If they don't match, the most likely culprit is that the user has an override in signalk-container's config that's superseding your default. Check the `override` field in the API response.

### Troubleshooting

| Symptom                                             | Likely cause                                        | Fix                                                                       |
| --------------------------------------------------- | --------------------------------------------------- | ------------------------------------------------------------------------- |
| Container restarts repeatedly with exit code 137    | OOM killed — `memory` cap too low                   | Raise `memory` and `memorySwap`, or measure peak first                    |
| Container slow but never killed; `MEM %` near 100%  | Hitting `memory` cap, kernel reclaiming hard        | Same — raise the limits                                                   |
| `CPU %` pinned at the cap, host responsive          | Working as designed; limits are protecting Signal K | Probably fine.

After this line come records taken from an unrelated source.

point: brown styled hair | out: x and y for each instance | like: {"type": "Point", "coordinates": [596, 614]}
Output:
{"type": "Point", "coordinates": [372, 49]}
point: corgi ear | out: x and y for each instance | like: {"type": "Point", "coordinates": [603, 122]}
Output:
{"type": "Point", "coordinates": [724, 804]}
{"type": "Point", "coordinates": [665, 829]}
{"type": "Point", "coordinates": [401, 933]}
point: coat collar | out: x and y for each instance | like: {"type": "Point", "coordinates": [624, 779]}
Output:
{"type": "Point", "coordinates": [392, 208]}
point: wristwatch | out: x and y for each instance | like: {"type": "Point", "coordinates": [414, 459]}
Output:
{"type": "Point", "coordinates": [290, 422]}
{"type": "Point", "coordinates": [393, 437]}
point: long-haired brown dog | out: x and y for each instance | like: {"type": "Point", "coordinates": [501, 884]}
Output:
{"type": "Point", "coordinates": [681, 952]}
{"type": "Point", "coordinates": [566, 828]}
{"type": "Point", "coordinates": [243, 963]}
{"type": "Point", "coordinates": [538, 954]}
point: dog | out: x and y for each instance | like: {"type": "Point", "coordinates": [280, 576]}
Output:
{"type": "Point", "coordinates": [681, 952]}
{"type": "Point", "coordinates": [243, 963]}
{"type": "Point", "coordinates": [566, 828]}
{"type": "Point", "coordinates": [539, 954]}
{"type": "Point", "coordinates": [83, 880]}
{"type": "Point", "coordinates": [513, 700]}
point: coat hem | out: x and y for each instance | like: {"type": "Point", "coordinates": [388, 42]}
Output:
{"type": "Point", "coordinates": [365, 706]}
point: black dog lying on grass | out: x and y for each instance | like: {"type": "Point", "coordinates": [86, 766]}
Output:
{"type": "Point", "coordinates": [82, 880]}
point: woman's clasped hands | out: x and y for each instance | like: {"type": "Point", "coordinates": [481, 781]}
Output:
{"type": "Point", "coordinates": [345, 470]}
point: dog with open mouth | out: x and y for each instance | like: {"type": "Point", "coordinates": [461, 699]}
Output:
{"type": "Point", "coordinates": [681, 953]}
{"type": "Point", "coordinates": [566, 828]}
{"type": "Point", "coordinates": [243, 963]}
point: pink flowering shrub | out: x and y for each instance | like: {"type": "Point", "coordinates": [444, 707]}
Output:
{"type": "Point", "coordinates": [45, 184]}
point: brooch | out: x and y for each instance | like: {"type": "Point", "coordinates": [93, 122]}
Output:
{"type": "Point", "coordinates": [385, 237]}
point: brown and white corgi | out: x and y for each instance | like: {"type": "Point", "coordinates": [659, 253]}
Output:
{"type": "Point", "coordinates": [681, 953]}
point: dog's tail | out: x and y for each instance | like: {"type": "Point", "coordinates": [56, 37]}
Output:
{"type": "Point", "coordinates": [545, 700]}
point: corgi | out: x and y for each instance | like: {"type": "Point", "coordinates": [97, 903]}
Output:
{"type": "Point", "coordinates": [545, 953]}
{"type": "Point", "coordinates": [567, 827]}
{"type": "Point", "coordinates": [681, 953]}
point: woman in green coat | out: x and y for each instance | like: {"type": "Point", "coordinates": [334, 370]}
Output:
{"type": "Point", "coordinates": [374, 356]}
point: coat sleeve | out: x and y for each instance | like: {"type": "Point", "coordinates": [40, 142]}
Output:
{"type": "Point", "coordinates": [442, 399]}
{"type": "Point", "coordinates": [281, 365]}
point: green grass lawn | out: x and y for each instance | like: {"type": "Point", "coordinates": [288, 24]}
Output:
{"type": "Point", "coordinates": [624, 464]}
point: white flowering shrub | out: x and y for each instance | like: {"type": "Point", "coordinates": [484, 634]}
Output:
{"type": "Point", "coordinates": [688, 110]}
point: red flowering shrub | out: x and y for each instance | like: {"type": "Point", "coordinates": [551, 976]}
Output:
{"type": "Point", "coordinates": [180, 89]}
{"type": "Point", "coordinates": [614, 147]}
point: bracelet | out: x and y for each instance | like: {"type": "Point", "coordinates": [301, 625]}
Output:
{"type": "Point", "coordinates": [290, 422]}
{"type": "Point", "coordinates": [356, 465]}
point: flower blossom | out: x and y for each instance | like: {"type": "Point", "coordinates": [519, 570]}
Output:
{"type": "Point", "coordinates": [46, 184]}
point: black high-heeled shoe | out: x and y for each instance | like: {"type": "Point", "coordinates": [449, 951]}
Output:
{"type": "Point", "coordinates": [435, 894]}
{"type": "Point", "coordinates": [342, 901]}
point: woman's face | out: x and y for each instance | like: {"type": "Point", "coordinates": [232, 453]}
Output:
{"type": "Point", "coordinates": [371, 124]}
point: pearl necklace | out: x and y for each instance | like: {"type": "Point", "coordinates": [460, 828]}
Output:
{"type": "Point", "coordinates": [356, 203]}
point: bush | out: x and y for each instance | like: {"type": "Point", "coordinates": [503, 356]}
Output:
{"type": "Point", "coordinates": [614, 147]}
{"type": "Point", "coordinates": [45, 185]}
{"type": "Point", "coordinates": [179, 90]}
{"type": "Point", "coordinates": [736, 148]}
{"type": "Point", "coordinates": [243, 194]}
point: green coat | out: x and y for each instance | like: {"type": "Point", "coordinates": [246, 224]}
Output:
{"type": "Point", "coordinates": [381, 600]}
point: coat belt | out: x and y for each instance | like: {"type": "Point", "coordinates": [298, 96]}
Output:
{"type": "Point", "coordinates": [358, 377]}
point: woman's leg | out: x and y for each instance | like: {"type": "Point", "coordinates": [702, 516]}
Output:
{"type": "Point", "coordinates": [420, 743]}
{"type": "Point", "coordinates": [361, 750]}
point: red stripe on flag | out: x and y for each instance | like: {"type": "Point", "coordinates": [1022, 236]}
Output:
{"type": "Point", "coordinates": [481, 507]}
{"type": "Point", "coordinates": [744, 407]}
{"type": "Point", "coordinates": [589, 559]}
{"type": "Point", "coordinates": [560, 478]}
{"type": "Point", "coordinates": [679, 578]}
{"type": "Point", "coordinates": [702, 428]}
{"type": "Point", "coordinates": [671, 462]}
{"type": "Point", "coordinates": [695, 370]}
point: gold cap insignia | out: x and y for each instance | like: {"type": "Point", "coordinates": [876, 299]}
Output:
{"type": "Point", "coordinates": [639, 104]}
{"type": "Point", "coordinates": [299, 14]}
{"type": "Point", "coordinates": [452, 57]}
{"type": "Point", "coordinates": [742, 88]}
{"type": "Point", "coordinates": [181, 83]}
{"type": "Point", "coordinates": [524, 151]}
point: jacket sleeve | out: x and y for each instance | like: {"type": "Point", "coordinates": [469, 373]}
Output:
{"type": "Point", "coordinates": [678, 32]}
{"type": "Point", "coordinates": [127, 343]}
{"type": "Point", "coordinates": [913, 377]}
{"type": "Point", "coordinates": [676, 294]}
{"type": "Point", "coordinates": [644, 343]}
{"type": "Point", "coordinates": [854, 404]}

If functionality suffers, raise `cpus`                     |
| `updateResources()` returns `method: "recreated"`   | Limits include `cpusetCpus` or `oomScoreAdj`        | Expected — those can't be live-updated. Container had ~5s downtime        |
| `getResources()` returns `{}` for a known container | Plugin hasn't called `ensureRunning` yet            | Wait for plugin startup; check `getRuntime()` first                       |
| Override in signalk-container config has no effect  | Container was already running before override saved | Restart the consumer plugin, or call `updateResources()` from your plugin |
| Live update silently skipped (no `--cpus` flag)     | All limits are `null` or empty after merge          | Check `getResources()` to see what merged effective is                    |

### User overrides via signalk-container config

The user can override your defaults in signalk-container's plugin config UI under "Per-container resource overrides". The override is keyed by container name (without `sk-` prefix) and field-level merged on top of your default.

Example: your plugin defaults `cpus: 1.5, memory: "512m"`. The user sets `{ "mayara-server": { "cpus": 2.0 } }`. The effective limits become `{ cpus: 2.0, memory: "512m" }` — the user bumped CPU without having to know your memory default.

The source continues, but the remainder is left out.